Book Adulthood Rites

    Book Details:
  • Author : Octavia E. Butler
  • Publisher : Grand Central Publishing
  • Release : 2023-03-28
  • ISBN : 1538765470
  • Pages : 303 pages

Download or read book Adulthood Rites written by Octavia E. Butler and published by Grand Central Publishing. This book was released on 2023-03-28 with total page 303 pages. Available in PDF, EPUB and Kindle. Book excerpt: From the award-winning author of Parable of the Sower:After the near-extinction of the human race, one young man with extraordinary gifts will reveal whether the human race can learn from its past and rebuild their future . . . or is doomed to self-destruction.
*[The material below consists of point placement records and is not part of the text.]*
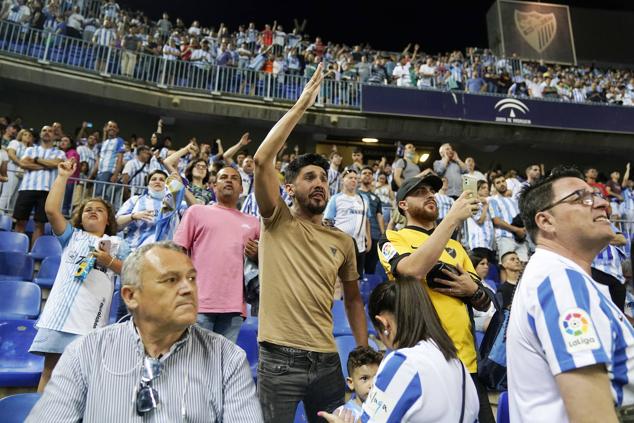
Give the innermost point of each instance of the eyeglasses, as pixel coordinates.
(147, 398)
(587, 198)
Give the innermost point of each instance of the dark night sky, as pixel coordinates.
(438, 26)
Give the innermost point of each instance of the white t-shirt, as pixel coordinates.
(561, 321)
(75, 306)
(419, 385)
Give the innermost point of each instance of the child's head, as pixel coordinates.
(363, 363)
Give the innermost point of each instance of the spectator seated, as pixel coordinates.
(15, 266)
(18, 367)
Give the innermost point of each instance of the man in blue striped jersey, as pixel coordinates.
(40, 165)
(503, 210)
(569, 348)
(172, 369)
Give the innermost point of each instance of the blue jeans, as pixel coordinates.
(287, 376)
(225, 324)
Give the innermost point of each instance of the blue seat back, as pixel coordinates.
(18, 367)
(14, 241)
(19, 300)
(15, 408)
(15, 266)
(46, 246)
(503, 408)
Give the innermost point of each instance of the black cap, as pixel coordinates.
(411, 184)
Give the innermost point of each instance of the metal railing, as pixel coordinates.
(54, 49)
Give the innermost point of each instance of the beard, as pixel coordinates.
(313, 206)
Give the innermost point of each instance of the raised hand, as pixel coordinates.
(311, 90)
(66, 168)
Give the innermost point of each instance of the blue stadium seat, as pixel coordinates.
(248, 341)
(48, 271)
(14, 241)
(18, 367)
(15, 408)
(503, 408)
(19, 300)
(46, 246)
(15, 266)
(6, 223)
(300, 414)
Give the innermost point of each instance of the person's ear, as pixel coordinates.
(129, 295)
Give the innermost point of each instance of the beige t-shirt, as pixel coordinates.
(299, 265)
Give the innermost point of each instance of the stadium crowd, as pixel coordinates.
(154, 217)
(282, 51)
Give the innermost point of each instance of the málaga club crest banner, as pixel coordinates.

In the future, nuclear war has destroyed nearly all humankind. An alien race intervenes, saving the small group of survivors from certain death. But their salvation comes at a cost. The Oankali are able to read and mutate genetic code, and they use these skills for their own survival, interbreeding with new species to constantly adapt and evolve. They value the intelligence they see in humankind but also know that the species—rigidly bound to destructive social hierarchies—is destined for failure. They are determined that the only way forward is for the two races to produce a new hybrid species—and they will not tolerate rebellion. Akin looks like an ordinary human child. But as the first true human-alien hybrid, he is born understanding language, then starts to form sentences at two months old. He can see at a molecular level and kill with a touch. More powerful than any human or Oankali, he will be the architect of both races' future. But before he can carry this new species into the stars, Akin must reconcile with his own heritage in a world already torn in two.